Foi uma das mais importantes poetisas portuguesas contemporâneas. A primeira mulher a receber o Prêmio Camões, o maior prémio literário da língua portuguesa, Sophia de Mello Breyner Andresen nasceu na cidade do Porto. De família aristocrática, estudou Filosofia Clássica na Universidade de Lisboa, entre 1936 e 1939, sem concluir o curso. Em 1940 publicou seus primeiros versos nos Cadernos de Poesia.

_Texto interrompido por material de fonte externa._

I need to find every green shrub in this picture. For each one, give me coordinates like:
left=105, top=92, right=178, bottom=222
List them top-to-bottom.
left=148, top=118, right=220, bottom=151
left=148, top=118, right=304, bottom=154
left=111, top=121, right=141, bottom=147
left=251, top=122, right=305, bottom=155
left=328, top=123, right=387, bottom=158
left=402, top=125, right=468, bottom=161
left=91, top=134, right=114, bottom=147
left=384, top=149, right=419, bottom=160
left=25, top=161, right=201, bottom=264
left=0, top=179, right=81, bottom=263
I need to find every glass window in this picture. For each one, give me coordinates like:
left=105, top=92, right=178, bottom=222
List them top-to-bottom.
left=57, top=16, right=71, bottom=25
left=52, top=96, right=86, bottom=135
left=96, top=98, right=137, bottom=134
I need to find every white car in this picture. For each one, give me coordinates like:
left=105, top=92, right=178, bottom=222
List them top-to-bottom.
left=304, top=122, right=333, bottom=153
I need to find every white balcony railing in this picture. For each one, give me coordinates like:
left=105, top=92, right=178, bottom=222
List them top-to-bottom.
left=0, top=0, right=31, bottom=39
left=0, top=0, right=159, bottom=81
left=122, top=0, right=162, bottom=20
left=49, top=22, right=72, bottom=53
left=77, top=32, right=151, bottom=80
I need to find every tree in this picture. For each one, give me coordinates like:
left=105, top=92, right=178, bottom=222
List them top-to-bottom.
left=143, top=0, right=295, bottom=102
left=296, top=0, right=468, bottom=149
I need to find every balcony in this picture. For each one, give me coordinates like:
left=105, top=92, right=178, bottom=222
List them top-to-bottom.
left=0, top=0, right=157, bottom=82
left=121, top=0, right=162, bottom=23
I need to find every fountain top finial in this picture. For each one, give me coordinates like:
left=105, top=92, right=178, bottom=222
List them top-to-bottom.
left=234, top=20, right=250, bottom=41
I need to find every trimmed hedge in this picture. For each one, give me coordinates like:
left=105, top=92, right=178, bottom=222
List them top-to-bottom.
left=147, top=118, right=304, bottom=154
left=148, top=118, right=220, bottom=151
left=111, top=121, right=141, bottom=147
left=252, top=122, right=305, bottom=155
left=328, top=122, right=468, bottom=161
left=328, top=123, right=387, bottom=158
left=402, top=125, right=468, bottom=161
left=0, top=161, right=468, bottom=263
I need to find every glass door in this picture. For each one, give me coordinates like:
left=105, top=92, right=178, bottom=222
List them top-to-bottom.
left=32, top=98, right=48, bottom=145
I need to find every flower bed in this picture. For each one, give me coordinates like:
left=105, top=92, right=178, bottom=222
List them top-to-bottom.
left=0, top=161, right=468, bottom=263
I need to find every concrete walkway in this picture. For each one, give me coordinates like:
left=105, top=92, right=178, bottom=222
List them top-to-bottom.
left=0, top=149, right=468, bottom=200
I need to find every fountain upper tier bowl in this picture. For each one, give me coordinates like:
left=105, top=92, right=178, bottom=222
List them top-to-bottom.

A partir de 1944 dedica-se à literatura. Em 1946 casa-se com o jornalista, advogado e político Francisco Souza Tavares e muda-se para Lisboa. O casal tem cinco filhos, que a motivaram a escrever contos infantis, entre eles, A Menina do Mar (1961) e A Fada Oriana (1964). Na sua obra alguns temas são constantes como a natureza, a cidade, o tempo e o mar. Segundo a Porto Editora, “A sua obra está traduzida em várias línguas e foi várias vezes premiada, tendo recebido, entre outros, o Prémio Camões 1999, o Prémio Poesia Max Jacob 2001 e o Prémio Rainha Sofia de Poesia Ibero-Americana – a primeira vez que um português venceu este prestigiado galardão”.

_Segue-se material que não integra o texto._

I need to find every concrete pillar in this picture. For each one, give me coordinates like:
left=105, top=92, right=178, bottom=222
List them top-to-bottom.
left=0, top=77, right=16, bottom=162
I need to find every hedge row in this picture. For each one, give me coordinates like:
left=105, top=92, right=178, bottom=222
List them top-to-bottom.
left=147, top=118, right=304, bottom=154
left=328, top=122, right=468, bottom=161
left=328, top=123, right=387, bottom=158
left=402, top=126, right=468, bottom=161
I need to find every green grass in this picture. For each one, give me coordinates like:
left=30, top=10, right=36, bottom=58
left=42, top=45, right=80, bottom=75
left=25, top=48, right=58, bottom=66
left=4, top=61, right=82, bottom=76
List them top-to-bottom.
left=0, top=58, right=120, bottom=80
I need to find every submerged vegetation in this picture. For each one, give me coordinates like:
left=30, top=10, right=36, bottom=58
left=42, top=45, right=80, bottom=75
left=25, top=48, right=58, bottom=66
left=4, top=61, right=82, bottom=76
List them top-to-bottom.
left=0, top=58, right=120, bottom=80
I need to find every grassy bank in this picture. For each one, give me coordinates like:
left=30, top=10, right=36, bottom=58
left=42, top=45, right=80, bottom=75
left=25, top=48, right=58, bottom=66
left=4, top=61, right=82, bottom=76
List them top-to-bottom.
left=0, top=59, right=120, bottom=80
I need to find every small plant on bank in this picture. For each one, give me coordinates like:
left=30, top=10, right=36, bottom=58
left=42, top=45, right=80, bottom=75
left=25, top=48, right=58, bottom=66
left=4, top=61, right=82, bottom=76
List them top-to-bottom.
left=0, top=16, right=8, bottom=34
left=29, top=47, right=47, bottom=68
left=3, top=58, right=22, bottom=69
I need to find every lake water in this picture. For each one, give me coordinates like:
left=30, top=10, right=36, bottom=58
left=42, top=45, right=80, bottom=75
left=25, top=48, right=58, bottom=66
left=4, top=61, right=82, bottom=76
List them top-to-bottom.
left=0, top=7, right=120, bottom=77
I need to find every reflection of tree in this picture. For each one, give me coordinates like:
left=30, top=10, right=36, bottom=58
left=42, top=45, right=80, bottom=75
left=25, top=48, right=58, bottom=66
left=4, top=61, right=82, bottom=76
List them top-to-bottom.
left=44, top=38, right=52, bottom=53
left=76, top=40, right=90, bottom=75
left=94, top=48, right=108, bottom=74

“Há mulheres que trazem o mar nos olhos
Não pela cor
Mas pela vastidão da alma
E trazem a poesia nos dedos e nos sorrisos
Ficam para além do tempo
Como se a maré nunca as levasse
Da praia onde foram felizes

Há mulheres que trazem o mar nos olhos
pela grandeza da imensidão da alma
pelo infinito modo como abarcam as coisas e os homens…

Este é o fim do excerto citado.